Using Pacific Biosciences long-read sequencing, Bionano Genomics optical mapping, and Strand-seq, the researchers profiled genome sequences from 41 unrelated individuals, identifying more than 700 inversions — a set that included 330 inversions smaller than around 2 kilobases and 292 larger inversions that reached the megabase size.

Each of these inversion classes arose through distinct processes, Korbel explained. While some 85 percent of inversions in the smaller set appeared to reflect twin priming events related to L1 retrotransposition activity, for example, many of the larger inversions were balanced events, often stemming from non-allelic homologous recombination events mediated by large segmental duplication repeats.

"These inversions have properties that distinguish them from most classes of genetic variation — in particular, a high abundance of common polymorphisms," Korbel said, further noting that as a consequence, an unexpectedly large number of humans are heterozygous for these inversions.

From there, the team turned to two new computational methods to find and quantify 40 recurrent inversions, leading to sequence "toggling" at sites across some 0.6 percent of the human genome. Along with an overrepresentation for recurrent inversion sites on the X or Y sex chromosomes, the analyses pointed to overlap between inversion-prone sites and genomic conditions such as a chromosome 3q29 microdeletion syndrome.

"Several prior studies described inversions in genomic regions prone to undergo pathogenic microdeletions. … These inversions have been proposed to mediate [formation of microdeletions], but for most loci in which inversions were reported this relationship remained unclear because of difficulties in inversion discovery and breakpoint definition," Korbel explained. "Our study now shows that recurrent inversions — rather than inversions forming once in human history — drive the co-localization with genomic disorder regions."
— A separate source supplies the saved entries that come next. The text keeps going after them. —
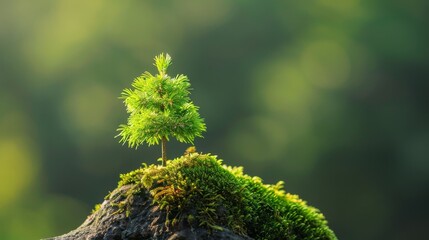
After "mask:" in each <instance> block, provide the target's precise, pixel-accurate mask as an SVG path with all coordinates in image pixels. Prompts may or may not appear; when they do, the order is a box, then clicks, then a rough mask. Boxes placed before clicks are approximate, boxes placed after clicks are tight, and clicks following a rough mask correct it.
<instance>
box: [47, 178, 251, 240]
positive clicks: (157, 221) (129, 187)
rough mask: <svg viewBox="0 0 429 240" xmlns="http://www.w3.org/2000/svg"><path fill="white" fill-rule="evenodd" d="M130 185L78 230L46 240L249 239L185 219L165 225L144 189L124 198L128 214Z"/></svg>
mask: <svg viewBox="0 0 429 240" xmlns="http://www.w3.org/2000/svg"><path fill="white" fill-rule="evenodd" d="M131 187H132V185H126V186H122V187H119V188H117V189H115V190H114V191H113V192H112V193H111V194H110V196H109V197H108V198H107V199H106V200H105V201H104V202H103V203H102V205H101V207H100V209H98V210H97V211H96V212H94V213H93V214H91V215H90V216H88V218H87V219H86V220H85V222H84V223H83V224H82V225H81V226H79V227H78V228H77V229H75V230H73V231H71V232H69V233H67V234H64V235H62V236H58V237H52V238H47V239H45V240H72V239H73V240H78V239H85V240H86V239H88V240H89V239H93V240H112V239H128V240H132V239H136V240H137V239H139V240H140V239H161V240H163V239H165V240H188V239H195V240H197V239H208V240H209V239H230V240H251V239H252V238H250V237H247V236H239V235H237V234H235V233H233V232H232V231H231V230H229V229H224V230H223V231H215V230H210V229H205V228H198V227H194V226H190V225H189V224H187V223H186V222H181V223H178V224H177V226H175V227H167V226H166V225H165V220H166V214H165V212H164V211H162V210H160V209H159V207H158V206H156V205H153V204H152V202H153V199H152V197H151V196H150V194H149V193H148V192H147V191H142V192H140V193H139V194H135V195H132V196H131V198H132V199H127V201H125V202H129V203H130V205H129V206H128V209H129V211H130V212H129V215H128V216H126V215H127V214H126V211H125V210H121V209H120V205H121V204H123V203H124V200H126V196H127V192H128V191H129V190H130V188H131Z"/></svg>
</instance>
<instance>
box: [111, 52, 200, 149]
mask: <svg viewBox="0 0 429 240" xmlns="http://www.w3.org/2000/svg"><path fill="white" fill-rule="evenodd" d="M171 63H172V61H171V57H170V56H169V55H168V54H161V55H159V56H156V57H155V64H154V65H155V66H156V68H157V69H158V74H156V75H152V74H151V73H149V72H145V73H143V74H142V75H141V76H139V77H137V78H136V79H134V82H133V83H132V87H133V89H125V90H124V91H123V92H122V96H121V98H122V99H124V103H125V105H126V108H127V112H128V113H129V114H130V116H129V118H128V123H127V124H122V125H120V126H119V128H118V131H119V132H120V133H119V134H118V136H120V137H121V139H120V142H122V143H125V142H127V143H128V145H129V146H130V147H138V146H139V145H141V144H143V143H147V144H148V145H153V144H158V143H159V142H160V141H161V140H162V139H163V138H165V139H167V140H169V136H173V137H175V138H176V139H177V140H178V141H180V142H186V143H193V140H194V138H195V137H202V132H204V131H205V130H206V125H205V123H204V121H203V119H202V118H201V117H200V115H199V113H198V107H197V106H195V105H194V104H193V103H192V102H191V100H190V98H189V94H190V86H191V85H190V83H189V79H188V78H187V77H186V76H185V75H182V74H180V75H177V76H176V77H174V78H172V77H170V76H169V75H167V69H168V67H169V66H170V65H171Z"/></svg>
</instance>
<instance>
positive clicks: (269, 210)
mask: <svg viewBox="0 0 429 240" xmlns="http://www.w3.org/2000/svg"><path fill="white" fill-rule="evenodd" d="M127 184H134V186H133V188H132V189H133V190H132V191H131V192H130V194H136V193H138V192H139V191H141V190H143V189H146V190H148V191H149V192H150V194H151V195H152V197H153V199H154V203H155V204H157V205H159V206H160V208H161V209H163V210H165V211H166V212H167V220H166V221H167V222H166V224H169V225H175V224H177V223H178V222H183V221H186V222H187V224H190V225H191V226H193V225H195V226H203V227H207V228H209V229H213V230H222V229H223V228H228V229H230V230H232V231H234V232H236V233H238V234H241V235H247V236H249V237H252V238H254V239H336V237H335V234H334V233H333V232H332V231H331V230H330V229H329V227H328V226H327V222H326V220H325V218H324V216H323V215H322V214H321V213H320V212H319V211H318V210H317V209H315V208H313V207H310V206H308V205H307V204H306V202H305V201H303V200H301V199H299V197H298V196H297V195H292V194H289V193H286V192H285V191H284V190H283V182H279V183H277V184H275V185H268V184H263V183H262V180H261V179H260V178H258V177H250V176H248V175H246V174H244V173H243V169H242V168H241V167H228V166H225V165H222V160H218V159H217V158H216V156H211V155H203V154H198V153H190V154H186V155H185V156H183V157H181V158H178V159H175V160H173V161H171V160H170V161H168V162H167V165H166V167H162V166H159V165H150V166H146V165H145V166H144V167H143V168H140V169H138V170H136V171H133V172H131V173H128V174H123V175H121V180H120V182H119V186H123V185H127Z"/></svg>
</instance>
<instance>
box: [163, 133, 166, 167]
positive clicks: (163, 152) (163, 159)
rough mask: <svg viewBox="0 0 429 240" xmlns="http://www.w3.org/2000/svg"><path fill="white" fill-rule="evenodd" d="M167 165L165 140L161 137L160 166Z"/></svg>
mask: <svg viewBox="0 0 429 240" xmlns="http://www.w3.org/2000/svg"><path fill="white" fill-rule="evenodd" d="M166 164H167V138H166V137H162V166H164V167H165V165H166Z"/></svg>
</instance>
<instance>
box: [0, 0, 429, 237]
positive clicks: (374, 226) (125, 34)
mask: <svg viewBox="0 0 429 240" xmlns="http://www.w3.org/2000/svg"><path fill="white" fill-rule="evenodd" d="M428 10H429V4H428V2H427V1H418V0H407V1H399V0H393V1H381V0H348V1H336V0H314V1H251V0H247V1H243V0H242V1H226V0H216V1H201V0H200V1H196V0H195V1H190V0H188V1H129V0H125V1H109V0H104V1H101V0H91V1H83V0H74V1H54V0H50V1H49V0H41V1H26V0H14V1H0V239H11V240H15V239H17V240H21V239H38V238H42V237H49V236H54V235H59V234H62V233H65V232H68V231H69V230H71V229H74V228H76V227H77V226H78V225H80V223H82V222H83V221H84V219H85V217H86V216H87V214H88V213H89V212H90V210H91V209H92V207H93V206H94V204H96V203H100V202H101V201H102V200H103V197H104V196H105V195H106V194H107V193H108V192H109V191H110V190H112V189H114V188H115V187H116V183H117V180H118V176H119V174H120V173H125V172H128V171H130V170H133V169H135V168H137V167H139V166H140V165H141V163H142V162H145V163H157V161H156V159H157V158H158V157H159V156H160V147H159V146H155V147H150V148H148V147H146V146H142V147H140V148H139V149H138V150H135V149H128V148H127V147H126V146H122V145H121V144H119V143H118V139H115V138H114V136H115V135H116V134H117V132H116V128H117V126H118V125H119V124H120V123H124V122H125V121H126V118H127V113H126V112H125V107H124V106H123V104H122V102H121V100H119V99H118V97H119V95H120V92H121V91H122V89H123V88H126V87H129V86H130V83H131V82H132V80H133V79H134V78H135V77H136V76H138V75H140V74H141V73H142V72H143V71H145V70H149V71H151V72H154V71H155V68H154V67H153V66H152V58H153V57H154V56H155V55H156V54H159V53H161V52H168V53H169V54H170V55H172V57H173V61H174V63H173V66H172V67H171V69H170V75H175V74H178V73H184V74H186V75H188V77H189V78H190V80H191V83H192V87H193V88H194V91H193V93H192V96H191V97H192V99H193V101H194V103H195V104H196V105H198V106H200V114H201V115H202V116H203V117H204V118H205V119H206V123H207V127H208V131H207V133H206V134H205V138H204V139H197V140H196V145H197V148H198V150H199V151H202V152H211V153H213V154H216V155H218V156H219V157H220V158H222V159H224V161H225V163H227V164H229V165H242V166H244V168H245V172H246V173H248V174H250V175H258V176H261V177H262V178H263V179H264V181H265V182H267V183H275V182H277V181H279V180H284V181H285V182H286V185H285V186H286V190H287V191H289V192H292V193H295V194H298V195H300V196H301V197H302V198H303V199H305V200H307V201H308V203H309V204H310V205H313V206H316V207H317V208H319V209H320V210H321V211H322V212H323V213H324V214H325V216H326V217H327V219H328V221H329V224H330V227H331V228H332V229H333V230H334V231H335V232H336V234H337V235H338V237H339V238H340V239H351V240H353V239H423V238H425V237H427V227H428V226H429V218H428V216H429V211H428V207H427V203H428V201H429V187H428V186H429V185H428V184H429V161H428V160H429V112H428V102H429V101H428V90H429V83H428V81H429V78H428V77H429V74H428V69H429V64H428V63H429V51H428V43H429V31H428V23H429V14H428ZM168 146H169V150H170V151H169V155H170V157H175V156H179V155H181V154H182V153H183V151H184V149H185V148H186V147H187V146H188V145H186V144H180V143H177V142H175V141H171V142H170V143H169V145H168Z"/></svg>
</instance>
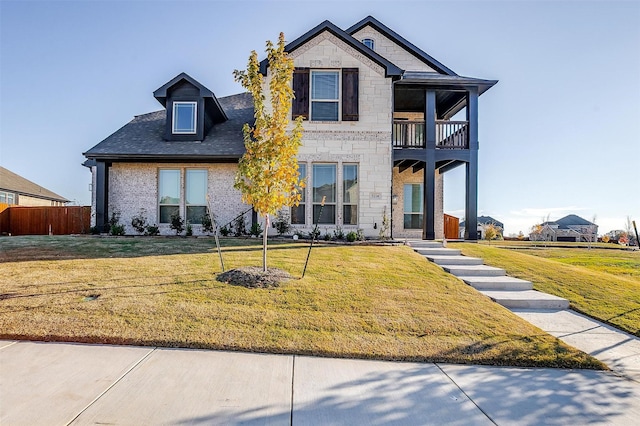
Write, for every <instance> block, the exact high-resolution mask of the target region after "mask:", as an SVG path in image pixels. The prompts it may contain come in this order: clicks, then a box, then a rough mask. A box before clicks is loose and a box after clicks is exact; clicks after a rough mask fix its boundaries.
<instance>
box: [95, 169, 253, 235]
mask: <svg viewBox="0 0 640 426" xmlns="http://www.w3.org/2000/svg"><path fill="white" fill-rule="evenodd" d="M237 168H238V166H237V164H235V163H229V164H226V163H222V164H202V163H176V164H156V163H114V164H113V166H112V167H111V169H110V170H109V212H108V215H109V217H111V213H113V212H114V211H118V212H120V215H121V216H120V223H121V224H123V225H125V230H126V233H127V234H136V232H135V230H134V229H133V227H132V226H131V218H132V217H133V216H135V215H137V214H138V213H139V212H140V209H144V210H145V216H146V217H147V222H148V223H149V224H154V223H155V224H158V170H160V169H180V170H181V171H182V173H181V183H180V187H181V188H182V199H181V205H180V215H181V216H182V217H183V218H184V217H185V208H184V177H185V173H184V171H185V170H186V169H206V170H207V180H208V181H207V187H208V193H209V197H210V198H211V204H212V208H213V213H214V214H215V215H216V220H217V221H218V223H219V224H220V225H221V226H222V225H224V224H226V223H228V222H229V221H231V220H232V219H233V218H235V217H236V216H237V215H238V214H240V213H242V212H243V211H245V210H247V209H248V208H249V206H247V205H246V204H244V203H242V201H241V194H240V192H239V191H237V190H235V189H234V188H233V183H234V178H235V174H236V170H237ZM94 174H95V173H94ZM94 192H95V191H94ZM92 204H93V205H92V212H93V211H95V197H94V199H93V203H92ZM249 218H250V216H249ZM94 222H95V219H94ZM158 226H159V227H160V233H161V234H162V235H172V234H174V233H175V231H173V230H172V229H170V228H169V224H158ZM249 226H250V224H249ZM200 228H201V227H200V225H193V232H194V234H195V235H198V234H201V230H200Z"/></svg>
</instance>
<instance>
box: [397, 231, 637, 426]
mask: <svg viewBox="0 0 640 426" xmlns="http://www.w3.org/2000/svg"><path fill="white" fill-rule="evenodd" d="M408 243H409V245H410V246H411V247H412V248H413V249H414V250H415V251H416V252H418V253H420V254H421V255H423V256H425V257H426V258H427V259H429V260H430V261H432V262H434V263H436V264H437V265H439V266H440V267H442V268H443V269H444V270H445V271H447V272H450V273H452V274H453V275H456V276H457V277H458V278H460V279H461V280H462V281H464V282H465V283H467V284H469V285H470V286H472V287H474V288H475V289H476V290H478V291H479V292H481V293H482V294H484V295H485V296H487V297H489V298H491V299H492V300H494V301H495V302H497V303H499V304H501V305H503V306H505V307H506V308H508V309H510V310H511V311H512V312H513V313H514V314H516V315H518V316H520V317H521V318H523V319H524V320H526V321H528V322H530V323H531V324H533V325H535V326H537V327H538V328H540V329H542V330H543V331H545V332H547V333H549V334H551V335H553V336H555V337H557V338H559V339H560V340H562V341H563V342H565V343H567V344H568V345H571V346H573V347H575V348H577V349H580V350H581V351H583V352H585V353H588V354H589V355H591V356H593V357H595V358H597V359H599V360H600V361H602V362H604V363H605V364H607V366H608V367H609V368H610V369H611V370H613V371H614V372H616V373H617V374H620V375H622V376H624V377H626V378H629V379H631V380H635V381H636V382H638V383H640V339H639V338H637V337H635V336H633V335H631V334H628V333H625V332H623V331H621V330H618V329H616V328H614V327H611V326H608V325H606V324H603V323H601V322H599V321H596V320H594V319H592V318H588V317H586V316H584V315H581V314H579V313H577V312H574V311H572V310H570V309H568V308H569V302H568V301H567V300H566V299H562V298H559V297H556V296H553V295H548V294H546V293H541V292H538V291H534V290H532V288H533V284H532V283H531V282H529V281H524V280H520V279H518V278H513V277H509V276H506V275H505V271H504V270H503V269H499V268H492V267H490V266H486V265H484V264H483V262H482V259H479V258H474V257H467V256H463V255H462V254H461V253H460V250H454V249H448V248H443V247H442V244H441V243H437V242H430V241H422V240H413V241H409V242H408ZM639 424H640V419H639Z"/></svg>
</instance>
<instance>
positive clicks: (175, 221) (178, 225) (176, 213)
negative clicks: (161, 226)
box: [169, 212, 184, 235]
mask: <svg viewBox="0 0 640 426" xmlns="http://www.w3.org/2000/svg"><path fill="white" fill-rule="evenodd" d="M169 228H171V229H173V230H174V231H176V235H180V234H182V231H184V220H182V217H180V213H177V212H176V213H173V214H172V215H171V223H170V224H169Z"/></svg>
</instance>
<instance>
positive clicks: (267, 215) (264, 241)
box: [262, 214, 269, 272]
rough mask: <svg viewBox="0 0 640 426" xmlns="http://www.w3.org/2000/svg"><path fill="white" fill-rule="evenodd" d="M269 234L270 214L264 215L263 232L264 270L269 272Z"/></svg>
mask: <svg viewBox="0 0 640 426" xmlns="http://www.w3.org/2000/svg"><path fill="white" fill-rule="evenodd" d="M268 233H269V214H265V215H264V229H263V231H262V270H263V271H264V272H267V234H268Z"/></svg>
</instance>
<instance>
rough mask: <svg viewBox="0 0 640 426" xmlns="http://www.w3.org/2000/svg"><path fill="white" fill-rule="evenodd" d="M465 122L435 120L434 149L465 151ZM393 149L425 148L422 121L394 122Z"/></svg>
mask: <svg viewBox="0 0 640 426" xmlns="http://www.w3.org/2000/svg"><path fill="white" fill-rule="evenodd" d="M468 127H469V122H467V121H447V120H436V149H467V148H469V135H468V132H467V129H468ZM392 139H393V147H394V148H425V123H424V121H412V120H394V121H393V136H392Z"/></svg>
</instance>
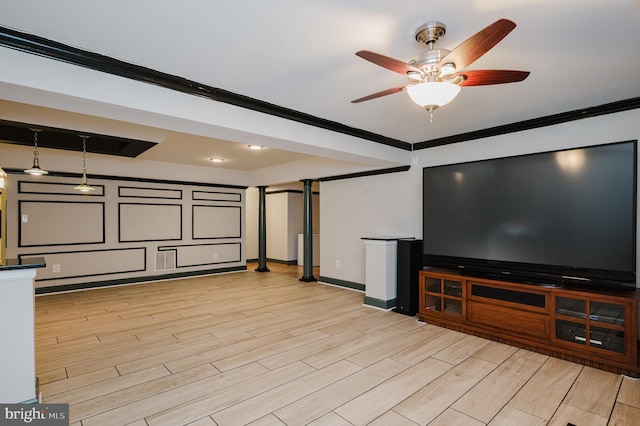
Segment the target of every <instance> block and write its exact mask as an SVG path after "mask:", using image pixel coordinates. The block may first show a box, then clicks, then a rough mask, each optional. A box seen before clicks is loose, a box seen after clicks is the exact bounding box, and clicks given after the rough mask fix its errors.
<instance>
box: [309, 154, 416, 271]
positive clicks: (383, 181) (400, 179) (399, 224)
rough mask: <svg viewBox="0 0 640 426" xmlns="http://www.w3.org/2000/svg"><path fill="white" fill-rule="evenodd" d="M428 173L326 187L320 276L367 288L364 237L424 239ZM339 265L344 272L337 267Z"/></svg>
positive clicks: (332, 183) (334, 185)
mask: <svg viewBox="0 0 640 426" xmlns="http://www.w3.org/2000/svg"><path fill="white" fill-rule="evenodd" d="M421 176H422V169H421V168H420V167H418V166H413V167H412V168H411V169H410V170H409V171H407V172H399V173H392V174H386V175H377V176H369V177H360V178H353V179H345V180H336V181H328V182H321V184H320V193H321V194H322V203H321V205H320V275H321V276H324V277H329V278H334V279H338V280H342V281H349V282H352V283H358V284H364V275H365V261H364V260H365V247H364V242H363V241H362V238H363V237H371V236H401V237H416V238H421V236H422V230H421V221H422V189H421V187H422V182H421ZM338 262H339V267H338V266H337V264H338Z"/></svg>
In addition to analyses aimed at untangling segmental duplication- or retrotransposon-based mechanisms for inversion formation, the team dug into inversion ties to disease-related changes in the genome, particularly microdeletions.

From their results, the researchers speculated that microdeletions may turn up at recurrent inversion sites through homologous recombination suppression in heterozygous individuals carrying one copy of a given inversion, Korbel explained. They suspect that recurrent inversions may also alter the structure of flanking regions, he added, which may be another, non-mutually exclusive mechanism for microdeletions to form.

"These structural differences could make these genomic regions more genetically instable, with certain structural configurations at the flanks of the inversions either predisposing or protecting individuals from recurrent microdeletions," he said.

Based on these and other findings, the authors pointed to the "vast potential of inversions to prime or protect against morbid CNV formation, thereby shaping the human landscape of repeat-mediated mutation that is yet to be fully explored."

The authors cautioned that the current analysis "is limited to 82 unrelated human haplotypes and more genomes will be required to distinguish single-origin inversions from recurrent events" and noted that "[c]haracterization of the complete spectrum of [structural variants] at the sequence level remains an important goal that is likely to be unattainable outside of a multi-platform approach."